In regards to medical school, don’t forget that there are many paths to medical school and that students are accepted (in large quantities) from public, private, liberal arts schools, etc. with any type of major. Undergrad is meant to be its own unique experience, so don’t solely evaluate undergrad institutions with medical school in mind, that’s not the way to approach some of the most enjoyable years of your life. Nonetheless, Hopkins does very well with its students often having the highest per capita of applicants and very successful acceptance rates. Since there are so many premeds, the advising is top-notch and well organized with all the resources that you could want (http://studentaffairs.jhu.edu/preprofadvising/pre-medhealth/) Additionally, AMCAS (basically the overseer of medical schools) publishes data each year, but you’ll notice that the data you’re really looking for is not provided (how many applicants from each undergrad get in) and that data is not published for obvious reasons (think of the fallout!). Schools on their own will provide data, but there is significant manipulation of the data and it can be misleading since many students are out of school for years before applying/being accepted, and who’s to say they were accepted because of their undergrad and not other achievements since graduating. I wouldn’t base your decision on a few numbers that are very contentious, but here is whatever information is available from AMCAS: https://www.aamc.org/data/facts/applicantmatriculant/ You can look around JHU premed advising and the Internet to find school’s posted figures (if they even publish them), but take everything you find with many grains of salt.

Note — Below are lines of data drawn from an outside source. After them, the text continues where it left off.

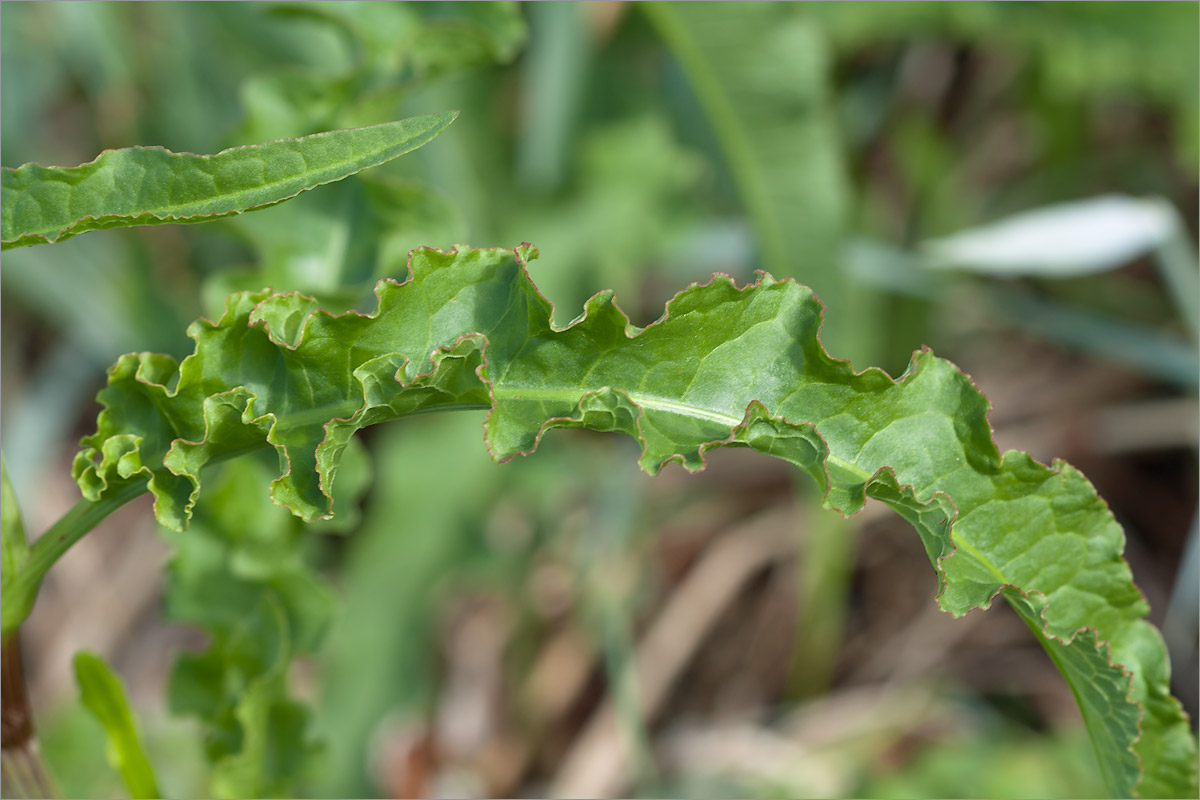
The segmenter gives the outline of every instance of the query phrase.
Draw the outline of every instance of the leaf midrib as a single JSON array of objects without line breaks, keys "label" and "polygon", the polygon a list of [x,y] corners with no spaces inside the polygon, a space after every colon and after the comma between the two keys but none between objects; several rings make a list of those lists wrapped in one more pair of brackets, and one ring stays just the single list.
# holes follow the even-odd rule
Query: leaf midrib
[{"label": "leaf midrib", "polygon": [[[253,146],[253,145],[251,145],[251,146]],[[402,148],[403,146],[404,146],[404,145],[398,145],[398,146],[397,146],[397,145],[393,145],[393,146],[392,146],[392,147],[390,147],[390,148],[382,148],[382,149],[380,149],[380,150],[375,150],[375,151],[372,151],[372,156],[371,156],[370,158],[368,158],[368,160],[367,160],[367,163],[366,163],[366,164],[363,164],[361,167],[359,167],[357,170],[355,170],[355,172],[361,172],[362,170],[366,169],[367,167],[370,167],[370,166],[376,166],[378,163],[381,163],[381,162],[375,162],[374,164],[372,164],[372,163],[371,163],[371,158],[379,158],[379,157],[383,157],[383,154],[386,154],[386,153],[389,153],[389,152],[391,152],[392,150],[396,149],[396,147],[401,147],[401,148]],[[411,152],[411,150],[410,150],[409,152]],[[176,154],[172,153],[172,155],[176,155]],[[220,156],[220,155],[221,155],[221,154],[220,154],[220,153],[218,153],[217,155],[214,155],[214,156],[212,156],[211,158],[213,158],[213,159],[216,159],[216,158],[217,158],[217,156]],[[297,153],[297,155],[299,155],[301,158],[304,158],[304,153],[303,153],[303,152],[298,152],[298,153]],[[402,156],[402,155],[404,155],[404,151],[401,151],[401,152],[395,153],[395,154],[392,156],[392,158],[399,157],[399,156]],[[199,156],[199,158],[204,158],[204,156]],[[388,158],[384,158],[384,160],[386,161],[386,160],[390,160],[390,159],[388,159]],[[276,200],[266,200],[266,201],[263,201],[264,203],[272,203],[272,204],[274,204],[274,203],[280,203],[280,202],[283,202],[284,200],[290,200],[290,199],[292,199],[293,197],[295,197],[296,195],[300,194],[301,192],[306,192],[306,191],[308,191],[308,190],[310,190],[310,189],[315,189],[315,188],[316,188],[316,187],[318,187],[318,186],[324,186],[324,185],[325,185],[325,184],[327,184],[327,183],[334,183],[335,181],[337,181],[337,180],[338,180],[338,178],[330,178],[329,180],[323,180],[323,181],[319,181],[319,182],[317,182],[317,183],[309,184],[309,183],[307,183],[307,182],[305,181],[305,178],[306,178],[306,177],[308,177],[308,176],[310,176],[310,175],[313,175],[313,174],[327,174],[327,173],[329,173],[329,172],[331,172],[331,171],[332,171],[332,172],[334,172],[336,175],[340,176],[341,178],[348,178],[348,177],[350,177],[350,175],[352,175],[352,174],[354,174],[354,173],[352,172],[352,173],[349,173],[349,174],[343,174],[343,173],[341,172],[341,170],[345,169],[345,168],[346,168],[346,167],[348,167],[348,166],[353,166],[354,164],[356,164],[356,163],[359,163],[360,161],[361,161],[361,159],[360,159],[360,158],[347,158],[347,159],[343,159],[343,160],[341,160],[341,161],[336,161],[336,162],[334,162],[334,163],[332,163],[332,164],[327,164],[327,165],[325,165],[325,166],[323,166],[323,167],[319,167],[319,168],[317,168],[317,169],[306,170],[306,171],[304,171],[304,172],[302,172],[302,173],[298,173],[298,174],[296,174],[296,175],[293,175],[293,176],[291,176],[291,177],[288,177],[288,178],[280,178],[280,179],[278,179],[278,180],[273,180],[273,181],[264,181],[264,182],[262,182],[262,183],[258,184],[257,186],[254,186],[253,188],[250,188],[250,189],[241,189],[241,190],[234,191],[234,192],[230,192],[230,193],[227,193],[227,194],[218,194],[218,195],[214,195],[212,198],[210,198],[210,199],[208,199],[208,200],[203,200],[203,201],[191,201],[190,203],[181,203],[181,204],[180,204],[180,207],[182,207],[182,208],[187,208],[189,205],[191,205],[191,206],[196,206],[196,205],[201,205],[201,204],[204,204],[204,203],[220,203],[220,202],[222,202],[222,201],[228,201],[228,200],[237,199],[237,198],[243,197],[243,196],[245,196],[245,195],[255,194],[255,193],[257,193],[257,192],[270,191],[271,189],[273,189],[273,188],[274,188],[274,187],[276,187],[276,186],[283,186],[283,185],[286,185],[286,184],[289,184],[289,183],[295,183],[295,182],[297,182],[297,181],[300,181],[300,182],[303,184],[303,188],[301,188],[301,189],[298,189],[296,192],[294,192],[293,194],[290,194],[290,195],[288,195],[287,197],[280,197],[280,198],[278,198],[278,199],[276,199]],[[212,162],[210,162],[210,163],[212,163]],[[145,209],[144,211],[139,211],[139,212],[136,212],[136,214],[137,214],[137,215],[139,215],[139,216],[140,216],[140,215],[143,215],[143,214],[149,214],[149,215],[151,215],[151,216],[154,216],[154,217],[159,217],[159,216],[163,216],[163,215],[166,215],[166,216],[172,216],[172,217],[181,217],[181,218],[184,218],[184,217],[189,217],[189,216],[191,216],[191,217],[207,217],[207,216],[212,216],[212,215],[214,215],[214,214],[236,214],[236,213],[238,213],[238,212],[240,212],[240,211],[249,211],[249,210],[251,210],[252,208],[255,208],[255,207],[257,207],[257,206],[247,206],[247,205],[245,205],[244,203],[241,203],[241,202],[236,202],[236,203],[234,203],[234,205],[236,206],[235,208],[230,208],[230,209],[227,209],[227,210],[224,210],[224,211],[220,211],[220,210],[218,210],[218,211],[211,211],[211,212],[205,212],[205,211],[196,211],[196,212],[193,212],[193,213],[190,213],[190,214],[187,214],[187,213],[171,214],[171,213],[169,213],[169,211],[170,211],[170,209],[171,209],[171,208],[173,208],[173,206],[159,206],[159,207],[157,207],[157,208],[148,208],[148,209]],[[262,205],[262,203],[259,203],[258,205]],[[132,216],[132,215],[123,215],[123,214],[105,214],[105,215],[103,215],[103,216],[101,216],[101,217],[97,217],[97,219],[104,219],[104,218],[107,218],[107,217],[120,217],[120,216]]]},{"label": "leaf midrib", "polygon": [[[133,149],[133,148],[130,148],[130,149]],[[379,152],[379,151],[376,151],[376,152]],[[387,151],[384,150],[383,152],[387,152]],[[171,153],[171,155],[179,156],[181,154],[180,153]],[[301,153],[300,155],[303,156],[303,153]],[[397,153],[397,156],[400,156],[400,155],[404,155],[404,154]],[[197,156],[197,158],[203,159],[205,157]],[[216,158],[216,156],[210,156],[209,158]],[[320,169],[306,171],[306,172],[302,172],[302,173],[293,175],[289,178],[280,178],[278,180],[273,180],[273,181],[264,181],[264,182],[258,184],[257,186],[254,186],[249,189],[240,189],[240,190],[235,190],[233,192],[215,194],[207,200],[191,200],[191,201],[187,201],[187,202],[183,202],[183,203],[178,203],[175,205],[156,206],[154,208],[142,208],[137,211],[131,211],[131,212],[126,212],[126,213],[112,212],[112,213],[107,213],[107,214],[100,213],[97,215],[88,215],[88,216],[73,220],[71,223],[68,224],[68,227],[65,229],[62,226],[54,225],[47,230],[49,230],[50,232],[57,231],[57,230],[66,230],[66,229],[69,229],[73,225],[79,225],[81,223],[86,222],[88,217],[90,217],[93,220],[99,221],[99,220],[106,220],[106,219],[137,218],[137,217],[144,217],[144,216],[151,216],[156,219],[163,219],[163,218],[187,219],[189,217],[210,217],[210,216],[215,216],[218,214],[219,215],[237,214],[241,211],[249,211],[249,210],[251,210],[251,208],[257,207],[257,206],[247,206],[243,202],[235,202],[235,201],[238,201],[238,199],[241,197],[244,197],[246,195],[255,194],[258,192],[264,192],[264,191],[269,192],[271,189],[273,189],[276,186],[283,186],[285,184],[295,183],[297,181],[300,181],[304,185],[304,188],[296,191],[293,194],[288,195],[287,197],[280,197],[275,201],[263,201],[263,203],[283,202],[284,200],[290,200],[291,198],[295,197],[296,195],[300,194],[301,192],[308,191],[309,189],[315,189],[318,186],[324,186],[327,183],[333,183],[335,180],[335,179],[330,179],[327,181],[321,181],[319,183],[314,183],[314,184],[309,185],[304,180],[306,176],[309,176],[314,173],[326,173],[326,172],[329,172],[330,170],[336,171],[336,170],[344,169],[347,165],[352,165],[352,164],[356,163],[356,161],[357,161],[357,159],[353,159],[353,158],[345,159],[345,160],[338,161],[333,164],[329,164],[327,166],[321,167]],[[210,161],[209,163],[212,163],[212,162]],[[368,164],[366,166],[370,166],[370,165]],[[362,167],[362,169],[365,169],[366,166]],[[72,167],[71,169],[76,169],[76,168]],[[205,174],[209,174],[207,170],[204,170],[204,172],[205,172]],[[349,177],[349,176],[345,175],[343,177]],[[191,212],[186,211],[186,209],[188,209],[189,207],[195,207],[195,206],[204,205],[204,204],[214,204],[214,203],[215,204],[225,203],[226,205],[232,204],[234,207],[233,208],[225,208],[225,209],[217,209],[214,211],[191,211]],[[262,203],[259,203],[258,205],[262,205]],[[46,231],[34,231],[33,234],[44,235],[45,232]],[[25,235],[31,235],[31,234],[25,234]]]},{"label": "leaf midrib", "polygon": [[[492,394],[494,397],[496,397],[496,399],[559,400],[559,401],[570,402],[572,404],[578,403],[580,397],[584,393],[585,392],[583,390],[578,389],[578,388],[512,388],[512,389],[509,389],[509,388],[504,388],[504,387],[493,387],[493,390],[492,390]],[[713,409],[710,409],[710,408],[703,408],[701,406],[689,405],[687,403],[681,403],[678,400],[671,400],[666,397],[657,397],[654,395],[640,394],[637,392],[628,392],[628,391],[625,391],[623,393],[634,404],[636,404],[639,408],[642,408],[642,409],[652,409],[654,411],[661,411],[661,412],[665,412],[668,414],[678,414],[680,416],[690,417],[692,419],[705,420],[708,422],[718,422],[722,425],[728,426],[730,430],[733,430],[733,428],[742,424],[741,418],[735,417],[731,414],[726,414],[722,411],[714,411]],[[818,433],[819,433],[819,431],[818,431]],[[872,473],[863,469],[858,464],[854,463],[853,461],[848,461],[844,458],[841,458],[832,452],[828,452],[825,459],[826,459],[827,466],[832,466],[832,467],[838,468],[844,472],[848,472],[851,475],[854,475],[859,480],[861,480],[863,483],[866,483],[872,477]],[[965,552],[970,554],[972,558],[974,558],[977,562],[979,562],[979,564],[982,565],[988,572],[990,572],[992,575],[994,575],[996,577],[996,580],[1000,581],[1001,583],[1003,583],[1005,585],[1009,585],[1012,583],[1012,581],[1009,580],[1008,577],[1004,575],[1004,573],[1000,572],[1000,570],[998,570],[996,568],[996,566],[994,564],[992,564],[991,560],[985,558],[983,556],[983,554],[980,553],[970,542],[967,542],[966,540],[962,539],[959,536],[955,536],[953,534],[953,532],[951,535],[954,538],[955,544],[959,548],[961,548],[962,550],[964,550]]]},{"label": "leaf midrib", "polygon": [[[635,405],[642,409],[652,409],[654,411],[662,411],[668,414],[678,414],[680,416],[704,420],[707,422],[718,422],[721,425],[727,426],[731,431],[738,425],[741,425],[743,422],[741,417],[735,417],[731,414],[726,414],[723,411],[714,411],[711,408],[689,405],[687,403],[681,403],[678,400],[671,400],[666,397],[657,397],[654,395],[624,390],[621,391]],[[492,395],[497,400],[558,400],[577,404],[583,394],[586,394],[586,391],[578,388],[492,388]],[[855,475],[862,480],[863,483],[866,483],[871,478],[871,473],[867,472],[853,461],[847,461],[846,459],[840,458],[833,453],[828,453],[826,455],[826,460],[831,465]]]},{"label": "leaf midrib", "polygon": [[[388,124],[388,123],[384,123],[384,124]],[[447,123],[447,126],[448,125],[449,125],[449,123]],[[447,126],[443,126],[441,130],[445,130],[445,128]],[[321,136],[321,135],[327,135],[328,133],[340,133],[340,132],[341,131],[328,131],[328,132],[326,132],[326,134],[312,134],[312,135],[313,136]],[[441,131],[438,131],[437,133],[440,133],[440,132]],[[435,133],[433,135],[436,136],[437,134]],[[425,141],[422,141],[418,144],[413,144],[414,141],[422,138],[422,136],[427,137],[425,139]],[[292,141],[299,142],[299,141],[302,141],[307,138],[309,138],[309,137],[302,136],[302,137],[299,137]],[[379,148],[379,149],[373,150],[373,151],[371,151],[372,155],[370,157],[368,157],[367,163],[363,164],[361,167],[354,170],[353,172],[350,172],[347,174],[341,173],[340,170],[343,170],[347,166],[352,166],[355,163],[359,162],[361,160],[362,156],[360,156],[359,158],[342,159],[340,161],[325,165],[318,169],[306,171],[304,173],[301,173],[300,175],[296,175],[291,178],[280,178],[278,180],[265,181],[251,189],[243,189],[243,190],[239,190],[239,191],[230,192],[227,194],[218,194],[218,195],[215,195],[212,198],[210,198],[208,200],[204,200],[204,201],[191,201],[190,203],[181,203],[181,204],[179,204],[178,207],[170,206],[170,205],[157,206],[155,208],[145,208],[145,209],[140,209],[137,211],[132,211],[129,213],[107,213],[106,214],[106,213],[101,212],[99,214],[89,214],[84,217],[70,220],[69,222],[65,223],[65,225],[52,225],[49,228],[45,228],[42,230],[26,231],[26,232],[19,234],[18,238],[12,239],[12,240],[6,240],[6,241],[16,242],[16,241],[20,241],[22,239],[25,239],[26,237],[31,237],[31,236],[48,236],[53,233],[71,231],[71,230],[74,230],[75,228],[83,226],[83,224],[85,222],[87,222],[87,220],[89,218],[94,221],[101,221],[101,220],[108,220],[108,219],[136,219],[138,217],[143,217],[143,216],[150,216],[150,217],[154,217],[155,219],[190,219],[190,218],[194,218],[194,217],[230,216],[233,214],[238,214],[238,213],[242,213],[245,211],[257,209],[264,205],[274,205],[276,203],[281,203],[284,200],[290,200],[293,197],[295,197],[296,195],[301,194],[302,192],[306,192],[310,189],[315,189],[318,186],[324,186],[329,183],[334,183],[337,180],[348,178],[348,177],[350,177],[350,175],[353,175],[356,172],[361,172],[362,170],[367,169],[368,167],[378,166],[379,164],[383,163],[384,161],[390,161],[392,158],[399,158],[400,156],[405,155],[406,153],[410,153],[413,150],[417,149],[418,147],[421,147],[424,144],[428,144],[428,142],[431,139],[432,139],[432,137],[429,136],[429,131],[424,131],[421,134],[409,137],[402,144],[393,144],[390,147],[384,147],[384,148]],[[173,157],[173,158],[180,158],[180,159],[185,159],[185,160],[193,160],[194,159],[195,161],[197,161],[201,164],[204,164],[204,163],[216,164],[216,163],[219,163],[218,159],[220,159],[220,160],[228,159],[228,157],[229,157],[228,154],[231,151],[262,148],[267,145],[274,145],[274,144],[278,144],[278,143],[279,142],[264,142],[261,144],[251,144],[251,145],[243,145],[240,147],[231,147],[231,148],[229,148],[229,150],[225,150],[220,153],[214,153],[212,155],[195,155],[193,153],[175,153],[170,150],[166,150],[166,152],[167,152],[168,156]],[[403,149],[405,147],[408,147],[408,149],[407,150]],[[112,151],[112,152],[121,153],[121,152],[128,152],[130,150],[156,150],[156,149],[158,149],[158,148],[130,147],[130,148],[126,148],[124,150],[117,150],[117,151]],[[163,149],[165,150],[165,148],[163,148]],[[398,152],[393,152],[396,150],[398,150]],[[388,153],[391,153],[391,155],[390,156],[386,155]],[[243,155],[245,155],[245,154],[243,154]],[[304,158],[303,152],[300,152],[299,155],[301,158]],[[372,162],[370,160],[372,158],[382,158],[382,161],[373,161]],[[97,170],[104,168],[106,166],[106,165],[99,164],[98,161],[99,160],[97,159],[97,161],[92,162],[92,164],[96,165]],[[32,164],[32,165],[22,165],[22,166],[39,166],[39,165]],[[78,167],[41,167],[41,169],[46,170],[48,172],[56,171],[56,170],[72,171],[72,170],[82,169],[83,167],[87,167],[87,166],[90,166],[90,165],[83,164]],[[20,167],[6,168],[6,171],[16,172],[18,169],[20,169]],[[319,181],[319,182],[313,183],[313,184],[305,183],[303,185],[303,188],[298,189],[297,191],[293,192],[292,194],[288,195],[287,197],[280,197],[275,200],[264,200],[261,203],[258,203],[256,205],[246,206],[244,203],[236,202],[236,203],[233,203],[233,205],[235,206],[234,208],[227,208],[225,210],[194,211],[194,212],[175,211],[173,213],[171,211],[171,209],[175,209],[175,208],[186,209],[189,206],[196,206],[196,205],[200,205],[200,204],[221,203],[223,201],[232,201],[232,200],[235,200],[237,198],[243,197],[248,194],[253,194],[253,193],[262,192],[262,191],[270,191],[273,187],[282,186],[282,185],[285,185],[288,183],[294,183],[298,180],[303,182],[304,177],[306,175],[312,175],[314,173],[318,173],[318,174],[319,173],[329,173],[331,170],[334,171],[335,175],[337,175],[338,177],[333,177],[328,180]],[[93,171],[93,174],[94,174],[94,172],[95,171]],[[205,172],[206,172],[206,174],[208,174],[207,171],[205,171]],[[28,187],[26,187],[26,188],[28,188]]]},{"label": "leaf midrib", "polygon": [[[558,387],[502,387],[493,386],[492,396],[497,400],[555,400],[559,402],[568,402],[572,405],[579,403],[579,400],[584,394],[590,390],[584,390],[578,387],[558,388]],[[742,424],[742,419],[735,417],[732,414],[727,414],[723,411],[715,411],[711,408],[702,406],[690,405],[681,403],[678,400],[672,400],[666,397],[658,397],[656,395],[642,394],[638,392],[623,391],[622,393],[628,397],[635,405],[641,409],[659,411],[667,414],[677,414],[679,416],[688,417],[690,419],[703,420],[706,422],[716,422],[722,426],[728,427],[731,431]],[[311,425],[315,422],[328,422],[334,418],[349,419],[357,411],[362,408],[360,403],[345,402],[332,405],[320,406],[317,408],[306,408],[303,411],[298,411],[292,414],[280,415],[276,417],[276,425],[286,429],[299,426]],[[462,404],[455,403],[445,406],[434,406],[427,409],[421,409],[418,412],[410,412],[404,416],[413,416],[417,413],[429,413],[438,411],[455,411],[466,408],[487,408],[483,404]],[[844,472],[854,475],[863,483],[871,479],[872,473],[860,467],[853,461],[848,461],[830,452],[826,455],[828,466],[835,467]],[[1003,584],[1011,584],[1012,582],[1000,572],[992,562],[984,558],[984,556],[966,540],[951,534],[957,547],[971,555],[980,565],[988,572],[995,576],[996,580]]]}]

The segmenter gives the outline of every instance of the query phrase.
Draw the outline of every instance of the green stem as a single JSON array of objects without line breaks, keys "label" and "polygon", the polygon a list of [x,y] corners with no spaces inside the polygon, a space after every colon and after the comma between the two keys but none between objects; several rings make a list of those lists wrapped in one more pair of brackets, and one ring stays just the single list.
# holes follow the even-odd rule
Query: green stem
[{"label": "green stem", "polygon": [[145,491],[145,483],[131,483],[94,503],[80,500],[51,525],[33,543],[21,570],[15,576],[5,576],[4,586],[0,589],[0,636],[7,639],[29,616],[46,573],[71,545],[96,527],[100,520]]},{"label": "green stem", "polygon": [[[479,403],[451,403],[445,406],[421,409],[406,416],[435,411],[460,411],[490,407],[490,405]],[[249,447],[227,451],[213,458],[208,466],[261,450],[266,446],[266,442],[261,442]],[[46,573],[50,571],[50,568],[54,566],[58,559],[62,558],[64,553],[71,549],[72,545],[82,539],[88,531],[96,527],[102,519],[146,491],[148,489],[144,481],[135,481],[113,489],[110,493],[105,494],[95,502],[80,500],[75,504],[74,508],[60,517],[27,551],[21,551],[20,548],[16,547],[17,540],[14,538],[15,528],[10,524],[6,524],[4,526],[6,531],[4,534],[4,585],[2,590],[0,590],[0,595],[2,595],[0,596],[0,605],[2,605],[2,608],[0,608],[0,622],[3,623],[2,634],[0,635],[3,635],[7,639],[9,634],[17,630],[21,623],[25,621],[33,610],[34,600],[37,599],[38,590],[42,586],[42,580],[46,577]],[[8,505],[8,503],[5,503],[5,505]],[[24,544],[23,531],[20,536],[20,543]],[[10,545],[12,546],[10,547]],[[10,564],[10,562],[12,563]],[[18,564],[19,568],[12,568]]]},{"label": "green stem", "polygon": [[[0,562],[3,563],[5,589],[16,575],[22,574],[30,559],[29,542],[17,495],[8,480],[8,467],[0,457]],[[32,606],[32,599],[29,605]],[[18,609],[10,603],[7,592],[3,610]],[[29,707],[29,691],[21,669],[21,640],[16,635],[20,621],[28,616],[25,609],[11,627],[5,621],[3,656],[0,658],[0,786],[8,797],[54,797],[54,784],[38,752],[37,735],[33,728],[33,712]]]},{"label": "green stem", "polygon": [[804,502],[797,564],[800,603],[788,692],[804,700],[824,694],[833,682],[860,525],[822,508],[821,492],[812,482],[800,486],[799,493]]}]

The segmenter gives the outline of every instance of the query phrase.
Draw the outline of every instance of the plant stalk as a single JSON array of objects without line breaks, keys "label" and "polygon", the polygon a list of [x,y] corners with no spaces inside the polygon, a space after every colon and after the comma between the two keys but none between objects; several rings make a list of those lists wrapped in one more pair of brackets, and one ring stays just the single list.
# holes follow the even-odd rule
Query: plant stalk
[{"label": "plant stalk", "polygon": [[145,491],[144,483],[131,483],[96,502],[80,500],[33,543],[21,569],[6,575],[0,588],[0,636],[5,641],[33,610],[42,580],[55,562],[102,519]]},{"label": "plant stalk", "polygon": [[33,729],[18,636],[5,637],[0,662],[0,786],[4,796],[55,797],[57,789],[42,763]]}]

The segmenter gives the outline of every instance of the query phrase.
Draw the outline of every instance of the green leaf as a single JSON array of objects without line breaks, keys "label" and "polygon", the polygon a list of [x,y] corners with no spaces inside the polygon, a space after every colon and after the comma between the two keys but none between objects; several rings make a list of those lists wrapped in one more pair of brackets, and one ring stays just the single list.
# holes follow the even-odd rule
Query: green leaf
[{"label": "green leaf", "polygon": [[284,676],[271,675],[239,699],[235,713],[245,738],[242,749],[213,770],[215,796],[288,796],[288,785],[320,756],[321,748],[305,738],[308,710],[284,697],[285,689]]},{"label": "green leaf", "polygon": [[212,156],[130,147],[78,167],[6,167],[0,239],[8,249],[102,228],[203,222],[265,208],[411,152],[457,115],[316,133]]},{"label": "green leaf", "polygon": [[496,62],[510,63],[528,31],[520,3],[414,3],[419,24],[406,44],[425,74]]},{"label": "green leaf", "polygon": [[405,77],[512,61],[527,31],[519,3],[280,3],[270,14],[334,27],[359,68]]},{"label": "green leaf", "polygon": [[211,626],[208,651],[180,656],[168,699],[175,713],[206,724],[215,796],[287,796],[321,750],[307,738],[307,709],[287,697],[294,655],[287,611],[270,591],[240,611],[236,621]]},{"label": "green leaf", "polygon": [[191,326],[182,364],[121,358],[75,475],[92,500],[130,487],[160,521],[187,524],[206,464],[271,446],[279,505],[331,514],[339,457],[367,425],[490,408],[493,457],[531,453],[551,428],[636,437],[650,473],[702,469],[714,447],[750,447],[807,472],[826,507],[867,497],[917,530],[960,616],[1003,593],[1079,698],[1115,794],[1196,794],[1196,744],[1122,558],[1124,535],[1077,470],[1003,456],[987,400],[928,350],[893,380],[830,357],[812,291],[761,273],[680,292],[638,329],[611,292],[564,329],[529,280],[528,246],[414,251],[412,278],[376,288],[375,311],[332,316],[297,294],[231,296]]},{"label": "green leaf", "polygon": [[108,760],[121,773],[133,797],[159,797],[154,770],[142,749],[137,720],[125,698],[121,681],[98,656],[75,656],[75,681],[83,704],[108,735]]},{"label": "green leaf", "polygon": [[[214,777],[213,791],[224,796],[295,795],[305,754],[317,749],[304,739],[303,725],[280,727],[308,713],[288,697],[286,676],[298,655],[317,652],[336,599],[305,557],[314,544],[310,526],[261,490],[275,469],[271,461],[259,452],[224,464],[209,477],[191,530],[168,533],[175,553],[167,614],[198,625],[210,642],[176,660],[170,704],[200,718],[222,776]],[[349,513],[338,521],[354,525],[354,506],[370,480],[365,449],[353,442],[339,467],[335,503]]]}]

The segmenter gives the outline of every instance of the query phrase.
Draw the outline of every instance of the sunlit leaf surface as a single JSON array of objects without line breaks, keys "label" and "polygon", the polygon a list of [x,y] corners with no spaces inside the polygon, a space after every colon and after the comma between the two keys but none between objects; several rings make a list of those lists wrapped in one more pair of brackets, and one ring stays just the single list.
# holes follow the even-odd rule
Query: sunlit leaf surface
[{"label": "sunlit leaf surface", "polygon": [[556,330],[525,270],[534,255],[414,251],[411,279],[380,282],[365,315],[295,293],[230,296],[219,321],[191,326],[181,364],[141,353],[110,369],[76,458],[84,495],[144,484],[159,520],[182,529],[206,464],[270,445],[275,502],[328,517],[357,430],[461,408],[490,408],[501,461],[559,427],[634,436],[650,473],[750,447],[807,472],[829,508],[893,507],[921,536],[944,610],[1003,593],[1074,690],[1114,792],[1196,793],[1194,740],[1120,526],[1070,465],[998,453],[987,400],[957,367],[922,350],[897,380],[856,373],[818,340],[811,290],[765,273],[693,285],[645,329],[601,292]]}]

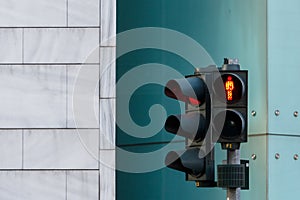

Lastly, if you are interested in going the MD/PhD route then you MUST have significant research experiences under your belt, and as you’ll read in the links I posted above, Hopkins is THE research giant in terms of annual spending (by a landslide), and the opportunities to start as early as freshman year with research are endless. You will find just about any topic of research being conducted between JHU and the NIH, which has many of its labs in Baltimore due to its proximity to NIH headquarters in Bethesda.

Hope this helps, and let me know if you have additional questions that aren’t addressed in the provided links.